以前、ここの擁壁から何か出ていたのだったと思いながら差し掛かり、振り返ると、何かの幼木が大きく枝をこちらへ差し出していた。いちど折られたような様子だった。


川沿いを行くと小さな神社があった。その手前で1株、コスモスが咲いている。うれしくも不思議な気持ちになった。もう日がだいぶ傾いていた。コスモスも横から陽を受けていた。


その先では道の川の側にルピナスがぽつぽつ咲いていた。植えられたというより、以前植えられていたその子孫のように見えた。


モウコタンポポは1か所ではやはり今年も出ていなかった。もう1か所では綿毛をだいぶ放ったようだった。いまも作っている。


残された桜はあおあおと茂っていた。上のほうにちらほら花が残っている。よく見ると、歩道側に伸びた枝の下に、ちょうど頭の上になるあたりに、3輪、花が咲いていた。花が照らしてくれていると感じた。幹に触れた。きょうのあたたかさを蓄えていた。


その桜の下でお話しした方のお宅はもうない。空き地にいろいろな草がぱらぱらと茂っていた。手前で、ヒメジョオンが咲いていた。

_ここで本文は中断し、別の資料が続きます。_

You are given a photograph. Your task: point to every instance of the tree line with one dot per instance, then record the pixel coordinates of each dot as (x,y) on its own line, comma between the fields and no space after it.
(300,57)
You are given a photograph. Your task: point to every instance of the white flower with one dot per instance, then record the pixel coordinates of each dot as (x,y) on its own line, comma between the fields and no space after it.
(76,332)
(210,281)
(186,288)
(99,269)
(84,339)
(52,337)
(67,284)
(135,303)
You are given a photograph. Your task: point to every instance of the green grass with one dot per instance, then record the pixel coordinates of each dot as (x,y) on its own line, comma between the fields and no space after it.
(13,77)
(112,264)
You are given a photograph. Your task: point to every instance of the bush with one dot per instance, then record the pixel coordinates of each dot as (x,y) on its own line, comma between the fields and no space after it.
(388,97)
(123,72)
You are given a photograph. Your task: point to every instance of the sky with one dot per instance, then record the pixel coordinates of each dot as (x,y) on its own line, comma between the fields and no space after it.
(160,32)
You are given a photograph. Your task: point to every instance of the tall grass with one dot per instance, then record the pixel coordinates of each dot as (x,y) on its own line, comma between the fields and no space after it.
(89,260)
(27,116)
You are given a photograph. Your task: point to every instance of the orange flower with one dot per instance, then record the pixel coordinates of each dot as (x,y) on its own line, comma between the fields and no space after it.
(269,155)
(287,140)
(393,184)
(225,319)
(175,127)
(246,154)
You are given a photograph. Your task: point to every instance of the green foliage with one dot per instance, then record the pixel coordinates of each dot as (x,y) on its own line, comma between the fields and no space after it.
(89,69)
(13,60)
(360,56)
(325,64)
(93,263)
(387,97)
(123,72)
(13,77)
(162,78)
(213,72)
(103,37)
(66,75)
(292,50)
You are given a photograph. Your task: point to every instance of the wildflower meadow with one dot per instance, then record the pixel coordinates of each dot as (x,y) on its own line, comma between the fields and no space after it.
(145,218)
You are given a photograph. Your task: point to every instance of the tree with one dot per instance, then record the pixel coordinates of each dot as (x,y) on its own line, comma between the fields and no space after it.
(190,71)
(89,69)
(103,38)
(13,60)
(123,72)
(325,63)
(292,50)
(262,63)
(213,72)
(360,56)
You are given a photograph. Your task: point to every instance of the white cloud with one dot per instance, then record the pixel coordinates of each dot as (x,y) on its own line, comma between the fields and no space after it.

ヒトツバタゴは花を咲かせていた。街灯に薄く花が照らされていた。白とは違う、少し紫を含んだ色合いで、暗い空に細かく咲いていた。ちょっとだけマスクを外した。香りはわからなかった。

2019年11月5日

道の記


大くすのきの林だった場所は、くすのきの切り株はなくなって、フェンスの向こうに鉄筋が並んでいた。

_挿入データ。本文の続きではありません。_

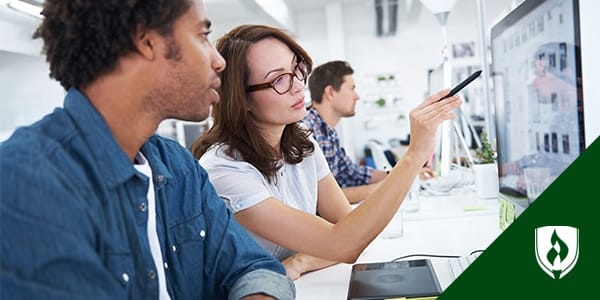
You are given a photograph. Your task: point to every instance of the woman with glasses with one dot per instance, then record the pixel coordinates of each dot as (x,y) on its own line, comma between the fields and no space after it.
(272,173)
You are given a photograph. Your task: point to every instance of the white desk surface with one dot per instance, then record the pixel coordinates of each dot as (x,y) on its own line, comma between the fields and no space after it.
(444,225)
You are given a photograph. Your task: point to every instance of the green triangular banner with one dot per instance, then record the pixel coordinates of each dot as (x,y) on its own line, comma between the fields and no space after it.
(509,269)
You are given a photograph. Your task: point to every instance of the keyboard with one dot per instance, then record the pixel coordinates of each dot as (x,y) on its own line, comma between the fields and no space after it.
(459,264)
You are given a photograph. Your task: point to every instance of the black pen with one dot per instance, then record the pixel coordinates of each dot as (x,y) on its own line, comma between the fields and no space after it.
(461,85)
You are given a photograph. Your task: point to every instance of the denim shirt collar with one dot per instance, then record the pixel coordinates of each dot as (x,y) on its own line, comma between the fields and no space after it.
(113,163)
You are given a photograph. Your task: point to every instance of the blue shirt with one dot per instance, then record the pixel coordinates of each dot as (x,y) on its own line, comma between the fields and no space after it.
(346,172)
(73,215)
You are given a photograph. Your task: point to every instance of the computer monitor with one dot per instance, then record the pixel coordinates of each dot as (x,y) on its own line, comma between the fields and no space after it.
(536,64)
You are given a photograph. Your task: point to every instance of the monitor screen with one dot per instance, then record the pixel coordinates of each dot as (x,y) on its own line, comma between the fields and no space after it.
(538,90)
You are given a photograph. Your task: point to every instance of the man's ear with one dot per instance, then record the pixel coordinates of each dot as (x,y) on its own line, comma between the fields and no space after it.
(145,42)
(329,92)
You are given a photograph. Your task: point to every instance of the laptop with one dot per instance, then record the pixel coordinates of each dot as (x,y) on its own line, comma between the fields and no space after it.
(408,279)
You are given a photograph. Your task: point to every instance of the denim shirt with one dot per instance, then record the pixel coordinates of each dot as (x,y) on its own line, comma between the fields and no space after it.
(73,215)
(346,172)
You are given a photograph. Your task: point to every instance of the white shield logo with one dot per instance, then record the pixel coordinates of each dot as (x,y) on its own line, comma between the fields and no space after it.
(556,249)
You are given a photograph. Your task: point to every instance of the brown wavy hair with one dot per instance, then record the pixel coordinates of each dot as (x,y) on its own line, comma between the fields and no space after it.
(233,125)
(83,39)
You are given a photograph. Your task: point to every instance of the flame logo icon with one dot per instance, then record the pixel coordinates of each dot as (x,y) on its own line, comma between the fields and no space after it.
(561,250)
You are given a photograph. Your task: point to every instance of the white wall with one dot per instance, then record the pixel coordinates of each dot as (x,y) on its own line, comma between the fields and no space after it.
(26,91)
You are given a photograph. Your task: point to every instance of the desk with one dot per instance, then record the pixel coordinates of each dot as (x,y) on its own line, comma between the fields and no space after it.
(444,225)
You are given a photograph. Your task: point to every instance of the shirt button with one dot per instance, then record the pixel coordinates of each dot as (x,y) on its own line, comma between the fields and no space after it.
(160,178)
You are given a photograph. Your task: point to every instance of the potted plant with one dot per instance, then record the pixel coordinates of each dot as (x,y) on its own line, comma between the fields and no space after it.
(485,170)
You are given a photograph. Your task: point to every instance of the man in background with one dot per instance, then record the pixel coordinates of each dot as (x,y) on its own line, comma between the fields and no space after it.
(333,95)
(93,204)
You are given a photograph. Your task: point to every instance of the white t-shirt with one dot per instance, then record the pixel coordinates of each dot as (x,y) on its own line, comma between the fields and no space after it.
(241,185)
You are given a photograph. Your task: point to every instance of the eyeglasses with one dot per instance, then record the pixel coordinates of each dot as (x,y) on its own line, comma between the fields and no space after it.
(284,82)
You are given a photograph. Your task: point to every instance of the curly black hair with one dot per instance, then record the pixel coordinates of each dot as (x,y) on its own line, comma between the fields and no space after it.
(83,39)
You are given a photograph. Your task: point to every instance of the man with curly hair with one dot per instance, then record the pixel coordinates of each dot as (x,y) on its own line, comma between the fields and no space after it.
(94,205)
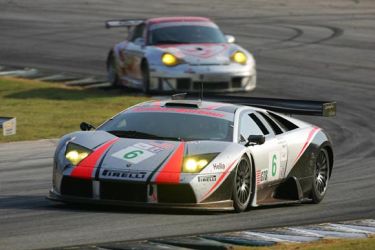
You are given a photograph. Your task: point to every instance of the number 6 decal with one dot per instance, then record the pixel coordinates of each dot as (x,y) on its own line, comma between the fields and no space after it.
(133,154)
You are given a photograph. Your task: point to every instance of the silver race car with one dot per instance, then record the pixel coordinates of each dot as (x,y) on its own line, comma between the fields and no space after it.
(198,154)
(178,53)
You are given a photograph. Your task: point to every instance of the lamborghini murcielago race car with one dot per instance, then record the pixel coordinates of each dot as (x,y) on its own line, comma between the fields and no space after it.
(178,53)
(198,154)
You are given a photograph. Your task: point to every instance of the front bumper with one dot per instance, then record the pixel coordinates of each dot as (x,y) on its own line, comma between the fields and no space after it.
(215,78)
(132,194)
(209,206)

柿の木や樫の木の残っていた切り株が撤去された場所は、以前から出ていたヤブガラシが地表を覆っていた。ひこばえらしきものは見えなかった。敷地を越えて出ていた柿の木の芽もなかった。


田んぼだった場所の横の花壇は、ルピナスに似たあざやかな花が穂を立てて咲いていた。ポーチュラカがその下を彩っていた。

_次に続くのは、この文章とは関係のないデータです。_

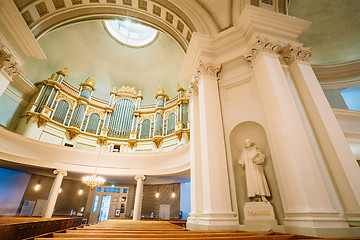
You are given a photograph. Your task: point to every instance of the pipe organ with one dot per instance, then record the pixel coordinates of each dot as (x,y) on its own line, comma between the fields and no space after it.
(122,122)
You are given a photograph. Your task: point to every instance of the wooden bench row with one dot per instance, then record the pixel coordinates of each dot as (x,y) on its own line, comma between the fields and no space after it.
(31,229)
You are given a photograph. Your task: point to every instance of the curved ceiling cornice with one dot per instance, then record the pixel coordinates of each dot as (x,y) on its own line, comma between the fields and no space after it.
(44,16)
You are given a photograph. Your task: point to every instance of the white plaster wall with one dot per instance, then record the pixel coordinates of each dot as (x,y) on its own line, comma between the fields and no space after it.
(316,148)
(240,102)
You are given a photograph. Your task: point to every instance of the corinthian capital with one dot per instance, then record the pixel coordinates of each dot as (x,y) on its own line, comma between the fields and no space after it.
(291,53)
(262,44)
(207,68)
(8,64)
(63,172)
(193,87)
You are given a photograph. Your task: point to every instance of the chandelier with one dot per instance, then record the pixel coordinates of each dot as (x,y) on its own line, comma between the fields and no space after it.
(94,181)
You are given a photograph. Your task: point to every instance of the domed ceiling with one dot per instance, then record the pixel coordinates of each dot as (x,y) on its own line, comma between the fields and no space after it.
(334,33)
(87,49)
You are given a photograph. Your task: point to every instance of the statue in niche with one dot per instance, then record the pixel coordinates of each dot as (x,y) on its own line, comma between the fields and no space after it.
(252,159)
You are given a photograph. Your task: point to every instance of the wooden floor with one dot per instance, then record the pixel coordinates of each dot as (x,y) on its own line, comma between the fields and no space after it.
(6,220)
(160,230)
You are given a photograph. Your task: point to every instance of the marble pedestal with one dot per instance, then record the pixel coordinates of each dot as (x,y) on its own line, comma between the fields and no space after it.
(259,216)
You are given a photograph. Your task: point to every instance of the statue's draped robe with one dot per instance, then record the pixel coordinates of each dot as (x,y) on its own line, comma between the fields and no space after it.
(255,178)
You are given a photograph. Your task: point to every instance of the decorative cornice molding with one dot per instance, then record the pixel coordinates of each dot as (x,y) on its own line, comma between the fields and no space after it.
(63,172)
(8,63)
(291,53)
(262,44)
(207,69)
(142,177)
(338,75)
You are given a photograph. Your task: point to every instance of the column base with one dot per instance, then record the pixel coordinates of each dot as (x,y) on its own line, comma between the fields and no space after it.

桃が1つ花を咲かせていた。その下ではホトケノザがいっぱい咲いていた。


大くすのきの林だった場所の横を帰りにも通った。鉄筋群はそこに新しく生えてきた植物のようにも見えた。彼らもあと50年くらい経ったら、くすのきたちと同じようにここを取り払われるのだろう。人の営みも人の力によって壊されていく。
鉄筋たちがめざす天は曇っていた。ただ土が積まれただけの、以前のものとは違う小高い丘の、その上ではなくはるか離れたところで、満ち始めた月が雲の向こうから照っていた。